Between 2015 and 2020, Oxford Archaeology and MOLA (Museum of London Archaeology) investigated, prior to development, parts of a Civil War rampart buried below an access yard to Savile House at New College School in Oxford. The city’s defences were established in 1642, when Charles I made the town his de-facto capital, and continued to be added to until 1646, when the Royalist garrison surrendered to Parliamentarian forces.

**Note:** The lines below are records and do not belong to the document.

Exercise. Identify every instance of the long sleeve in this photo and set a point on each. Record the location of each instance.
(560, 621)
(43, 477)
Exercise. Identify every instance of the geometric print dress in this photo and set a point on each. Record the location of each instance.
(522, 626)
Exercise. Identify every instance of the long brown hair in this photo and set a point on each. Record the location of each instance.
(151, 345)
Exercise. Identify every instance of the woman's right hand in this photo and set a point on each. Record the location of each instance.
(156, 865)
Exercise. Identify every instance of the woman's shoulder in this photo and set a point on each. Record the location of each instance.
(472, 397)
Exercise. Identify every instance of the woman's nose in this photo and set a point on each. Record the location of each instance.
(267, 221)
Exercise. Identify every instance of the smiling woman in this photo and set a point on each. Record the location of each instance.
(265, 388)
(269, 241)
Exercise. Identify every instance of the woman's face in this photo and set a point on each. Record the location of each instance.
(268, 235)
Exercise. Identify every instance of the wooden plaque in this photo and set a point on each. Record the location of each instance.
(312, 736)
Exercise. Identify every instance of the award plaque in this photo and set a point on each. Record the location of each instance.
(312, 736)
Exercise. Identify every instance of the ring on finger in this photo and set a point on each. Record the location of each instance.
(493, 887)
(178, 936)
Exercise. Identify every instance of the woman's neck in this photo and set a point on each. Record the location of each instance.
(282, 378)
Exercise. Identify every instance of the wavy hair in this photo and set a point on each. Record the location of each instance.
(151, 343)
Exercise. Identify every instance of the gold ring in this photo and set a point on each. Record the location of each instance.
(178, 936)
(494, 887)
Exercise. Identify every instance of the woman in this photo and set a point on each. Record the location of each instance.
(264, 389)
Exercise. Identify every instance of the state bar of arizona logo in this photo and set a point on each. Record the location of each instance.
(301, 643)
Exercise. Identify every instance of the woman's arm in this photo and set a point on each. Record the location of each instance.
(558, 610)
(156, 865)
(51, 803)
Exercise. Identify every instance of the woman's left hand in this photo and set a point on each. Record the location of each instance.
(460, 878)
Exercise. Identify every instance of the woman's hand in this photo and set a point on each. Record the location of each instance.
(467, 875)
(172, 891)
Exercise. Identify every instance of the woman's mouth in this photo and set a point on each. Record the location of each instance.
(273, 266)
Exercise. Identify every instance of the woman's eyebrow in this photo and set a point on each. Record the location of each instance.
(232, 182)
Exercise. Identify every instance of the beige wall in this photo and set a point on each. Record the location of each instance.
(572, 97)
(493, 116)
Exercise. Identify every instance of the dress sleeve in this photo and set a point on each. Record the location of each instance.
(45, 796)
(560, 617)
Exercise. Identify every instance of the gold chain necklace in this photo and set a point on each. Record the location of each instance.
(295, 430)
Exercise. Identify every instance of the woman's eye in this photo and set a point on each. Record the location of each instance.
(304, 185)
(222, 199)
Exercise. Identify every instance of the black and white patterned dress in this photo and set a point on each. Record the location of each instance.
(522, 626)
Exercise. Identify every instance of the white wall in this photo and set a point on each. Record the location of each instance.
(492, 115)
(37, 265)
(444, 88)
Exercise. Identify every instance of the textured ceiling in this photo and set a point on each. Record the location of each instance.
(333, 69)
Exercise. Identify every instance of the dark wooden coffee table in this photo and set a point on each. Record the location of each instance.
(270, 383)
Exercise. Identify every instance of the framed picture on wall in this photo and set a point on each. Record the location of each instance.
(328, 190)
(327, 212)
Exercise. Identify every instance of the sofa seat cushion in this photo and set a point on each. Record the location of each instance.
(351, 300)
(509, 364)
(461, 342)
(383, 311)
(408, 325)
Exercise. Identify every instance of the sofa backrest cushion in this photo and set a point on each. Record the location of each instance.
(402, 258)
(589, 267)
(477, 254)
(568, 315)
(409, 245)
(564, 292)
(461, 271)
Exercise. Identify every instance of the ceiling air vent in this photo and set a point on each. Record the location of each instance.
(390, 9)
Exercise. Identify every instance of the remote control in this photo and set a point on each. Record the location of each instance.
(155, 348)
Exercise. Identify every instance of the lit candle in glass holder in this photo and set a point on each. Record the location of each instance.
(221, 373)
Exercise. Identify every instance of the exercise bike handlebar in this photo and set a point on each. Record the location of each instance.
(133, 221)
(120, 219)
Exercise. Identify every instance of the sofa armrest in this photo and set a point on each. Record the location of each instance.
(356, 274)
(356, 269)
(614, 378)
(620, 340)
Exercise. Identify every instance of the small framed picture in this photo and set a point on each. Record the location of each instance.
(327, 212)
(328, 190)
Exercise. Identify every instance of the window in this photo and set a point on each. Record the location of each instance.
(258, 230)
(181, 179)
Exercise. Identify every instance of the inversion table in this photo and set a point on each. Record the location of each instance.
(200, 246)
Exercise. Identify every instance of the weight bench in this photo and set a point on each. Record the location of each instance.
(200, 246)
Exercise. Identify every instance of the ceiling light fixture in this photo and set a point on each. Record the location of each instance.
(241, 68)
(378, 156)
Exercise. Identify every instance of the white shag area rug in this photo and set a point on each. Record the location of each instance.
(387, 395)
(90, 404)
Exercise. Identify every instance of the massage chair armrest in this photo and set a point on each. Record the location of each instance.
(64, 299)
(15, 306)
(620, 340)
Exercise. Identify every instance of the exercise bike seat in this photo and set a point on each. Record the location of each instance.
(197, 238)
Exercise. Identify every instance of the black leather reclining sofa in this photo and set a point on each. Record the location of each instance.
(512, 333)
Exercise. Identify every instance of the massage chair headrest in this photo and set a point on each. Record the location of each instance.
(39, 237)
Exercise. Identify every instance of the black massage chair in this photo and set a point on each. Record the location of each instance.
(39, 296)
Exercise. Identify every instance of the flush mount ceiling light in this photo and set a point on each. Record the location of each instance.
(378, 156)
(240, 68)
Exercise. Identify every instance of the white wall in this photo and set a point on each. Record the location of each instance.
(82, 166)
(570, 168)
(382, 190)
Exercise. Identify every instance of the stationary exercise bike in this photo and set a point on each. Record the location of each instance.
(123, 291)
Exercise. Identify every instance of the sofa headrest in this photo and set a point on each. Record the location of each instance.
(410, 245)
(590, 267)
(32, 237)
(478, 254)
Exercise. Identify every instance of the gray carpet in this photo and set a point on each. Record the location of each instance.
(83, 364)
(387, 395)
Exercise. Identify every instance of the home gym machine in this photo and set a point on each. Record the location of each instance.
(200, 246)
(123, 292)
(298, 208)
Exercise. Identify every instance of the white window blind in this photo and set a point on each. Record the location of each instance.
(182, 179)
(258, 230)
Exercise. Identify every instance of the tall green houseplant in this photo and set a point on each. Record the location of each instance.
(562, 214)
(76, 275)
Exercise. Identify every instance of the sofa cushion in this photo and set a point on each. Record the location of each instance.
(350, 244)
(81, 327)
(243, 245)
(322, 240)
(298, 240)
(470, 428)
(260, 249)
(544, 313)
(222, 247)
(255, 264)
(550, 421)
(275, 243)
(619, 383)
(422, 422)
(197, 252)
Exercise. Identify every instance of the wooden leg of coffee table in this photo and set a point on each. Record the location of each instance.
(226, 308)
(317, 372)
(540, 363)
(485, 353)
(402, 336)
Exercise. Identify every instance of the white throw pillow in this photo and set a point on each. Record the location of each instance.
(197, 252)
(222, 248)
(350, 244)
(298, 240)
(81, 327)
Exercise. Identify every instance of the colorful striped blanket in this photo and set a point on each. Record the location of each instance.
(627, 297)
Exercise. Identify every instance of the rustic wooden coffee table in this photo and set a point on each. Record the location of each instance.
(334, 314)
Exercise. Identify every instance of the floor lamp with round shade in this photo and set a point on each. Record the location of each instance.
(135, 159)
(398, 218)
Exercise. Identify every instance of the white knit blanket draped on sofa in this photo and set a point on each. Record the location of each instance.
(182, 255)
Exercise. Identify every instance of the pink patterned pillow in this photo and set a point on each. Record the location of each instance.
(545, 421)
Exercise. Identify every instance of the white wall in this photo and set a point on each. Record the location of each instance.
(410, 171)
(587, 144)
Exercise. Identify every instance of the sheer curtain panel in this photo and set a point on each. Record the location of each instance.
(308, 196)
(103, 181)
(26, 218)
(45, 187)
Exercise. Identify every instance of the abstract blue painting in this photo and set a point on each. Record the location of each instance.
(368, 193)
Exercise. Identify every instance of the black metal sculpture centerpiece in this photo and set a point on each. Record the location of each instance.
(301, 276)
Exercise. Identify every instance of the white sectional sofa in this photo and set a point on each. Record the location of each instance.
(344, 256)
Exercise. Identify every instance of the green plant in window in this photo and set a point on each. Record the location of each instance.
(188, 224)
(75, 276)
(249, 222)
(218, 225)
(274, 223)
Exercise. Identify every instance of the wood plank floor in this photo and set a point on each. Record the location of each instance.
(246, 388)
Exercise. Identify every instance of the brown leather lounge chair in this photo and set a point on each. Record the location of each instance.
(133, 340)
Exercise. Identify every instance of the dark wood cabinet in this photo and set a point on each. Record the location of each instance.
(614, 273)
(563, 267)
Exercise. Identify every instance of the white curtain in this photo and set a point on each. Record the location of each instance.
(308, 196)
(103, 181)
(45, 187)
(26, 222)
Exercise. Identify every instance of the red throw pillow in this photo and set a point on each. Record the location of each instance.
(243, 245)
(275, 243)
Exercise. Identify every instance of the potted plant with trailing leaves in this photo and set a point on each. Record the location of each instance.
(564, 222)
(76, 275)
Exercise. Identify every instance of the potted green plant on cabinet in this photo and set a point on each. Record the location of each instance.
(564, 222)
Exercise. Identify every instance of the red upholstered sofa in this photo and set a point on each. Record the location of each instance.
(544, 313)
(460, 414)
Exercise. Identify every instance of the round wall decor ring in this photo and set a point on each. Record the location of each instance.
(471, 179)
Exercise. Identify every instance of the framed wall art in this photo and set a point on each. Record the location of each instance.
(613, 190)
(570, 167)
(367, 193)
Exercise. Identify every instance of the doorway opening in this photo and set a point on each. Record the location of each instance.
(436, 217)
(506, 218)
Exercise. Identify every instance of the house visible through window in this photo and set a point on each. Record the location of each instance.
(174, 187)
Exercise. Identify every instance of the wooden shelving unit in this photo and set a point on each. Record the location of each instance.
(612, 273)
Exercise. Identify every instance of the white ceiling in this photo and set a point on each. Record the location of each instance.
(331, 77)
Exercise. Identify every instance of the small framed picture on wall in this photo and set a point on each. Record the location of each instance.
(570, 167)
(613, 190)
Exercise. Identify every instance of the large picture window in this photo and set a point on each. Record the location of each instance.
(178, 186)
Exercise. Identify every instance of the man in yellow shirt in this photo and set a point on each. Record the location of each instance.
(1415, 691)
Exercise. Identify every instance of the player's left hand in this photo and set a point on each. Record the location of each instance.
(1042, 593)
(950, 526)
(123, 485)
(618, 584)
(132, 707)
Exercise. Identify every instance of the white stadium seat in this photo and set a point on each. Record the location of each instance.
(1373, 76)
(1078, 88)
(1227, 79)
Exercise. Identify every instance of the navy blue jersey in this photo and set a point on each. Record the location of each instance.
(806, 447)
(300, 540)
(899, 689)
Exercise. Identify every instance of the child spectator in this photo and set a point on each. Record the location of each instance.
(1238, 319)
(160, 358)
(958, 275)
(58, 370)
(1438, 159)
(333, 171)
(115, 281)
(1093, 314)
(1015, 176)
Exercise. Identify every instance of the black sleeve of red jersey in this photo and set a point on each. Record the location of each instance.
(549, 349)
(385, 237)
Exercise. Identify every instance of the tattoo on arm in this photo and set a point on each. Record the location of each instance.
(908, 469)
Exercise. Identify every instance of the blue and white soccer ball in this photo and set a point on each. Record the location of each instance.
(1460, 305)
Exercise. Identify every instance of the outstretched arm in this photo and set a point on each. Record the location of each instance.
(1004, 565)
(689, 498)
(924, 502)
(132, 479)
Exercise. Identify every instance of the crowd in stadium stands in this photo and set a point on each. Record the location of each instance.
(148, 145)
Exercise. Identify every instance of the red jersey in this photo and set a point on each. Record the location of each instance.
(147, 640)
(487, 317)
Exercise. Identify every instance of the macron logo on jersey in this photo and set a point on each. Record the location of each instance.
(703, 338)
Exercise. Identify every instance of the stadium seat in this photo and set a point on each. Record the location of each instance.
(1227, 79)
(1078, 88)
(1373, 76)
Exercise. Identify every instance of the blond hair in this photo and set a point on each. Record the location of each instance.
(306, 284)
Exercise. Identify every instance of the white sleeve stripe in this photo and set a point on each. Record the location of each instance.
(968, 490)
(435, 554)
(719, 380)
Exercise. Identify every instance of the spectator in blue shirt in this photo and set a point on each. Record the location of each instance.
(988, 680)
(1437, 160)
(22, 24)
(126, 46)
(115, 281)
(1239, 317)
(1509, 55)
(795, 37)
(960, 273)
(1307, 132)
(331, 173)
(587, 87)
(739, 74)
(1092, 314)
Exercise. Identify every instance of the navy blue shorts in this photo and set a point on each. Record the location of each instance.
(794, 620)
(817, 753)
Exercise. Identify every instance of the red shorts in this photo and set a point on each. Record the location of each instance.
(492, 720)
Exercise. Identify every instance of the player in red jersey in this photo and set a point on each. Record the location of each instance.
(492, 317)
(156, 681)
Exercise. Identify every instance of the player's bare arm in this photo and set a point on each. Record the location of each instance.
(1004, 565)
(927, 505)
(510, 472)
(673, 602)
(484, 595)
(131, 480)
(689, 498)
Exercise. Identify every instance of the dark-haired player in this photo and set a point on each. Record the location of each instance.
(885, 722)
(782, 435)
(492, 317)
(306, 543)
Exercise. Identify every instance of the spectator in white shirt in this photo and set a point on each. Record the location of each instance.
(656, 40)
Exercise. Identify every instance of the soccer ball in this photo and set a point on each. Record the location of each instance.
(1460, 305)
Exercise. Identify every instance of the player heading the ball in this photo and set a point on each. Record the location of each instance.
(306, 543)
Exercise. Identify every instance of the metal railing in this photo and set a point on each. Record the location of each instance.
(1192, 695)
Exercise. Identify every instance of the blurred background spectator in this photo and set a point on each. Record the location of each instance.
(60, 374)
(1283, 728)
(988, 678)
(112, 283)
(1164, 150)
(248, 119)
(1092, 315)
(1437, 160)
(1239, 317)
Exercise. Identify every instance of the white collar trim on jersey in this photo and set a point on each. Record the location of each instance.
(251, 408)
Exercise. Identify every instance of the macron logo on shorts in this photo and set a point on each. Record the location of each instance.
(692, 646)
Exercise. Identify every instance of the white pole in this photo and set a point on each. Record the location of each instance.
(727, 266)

Where truncated Civil War ramparts have been found elsewhere in Oxford, they are made up of tips of gravel and soil. Here, though, the dumps of gravel (which might represent a refortification of an earlier line slighted by Parliamentarian troops) covered a bank made of stacks of turf overlying Roman rural settlement remains. The archaeologists were mindful of a theory by David Sturdy, former Assistant Keeper at the Ashmolean Museum, that an outer late-Saxon rampart may run along this east–west line. Careful excavation of the lower rampart in sieved spits only revealed post-Norman Conquest pottery, however, while scientific dating techniques produced a wide range of dates. The working hypothesis is therefore that the turf stacks are part of the Civil War construction, although a degree of uncertainty remains.

Based on this work, MOLA have produced a reconstruction drawing depicting the inner line of the Royalist defences. A plaque was also recently unveiled by the Mayor of Oxford (above) to mark the course of the earthwork on the ground. The hope is that the surviving earthworks – a remarkable reminder of when Oxford lay at the heart of national events – can now be better appreciated.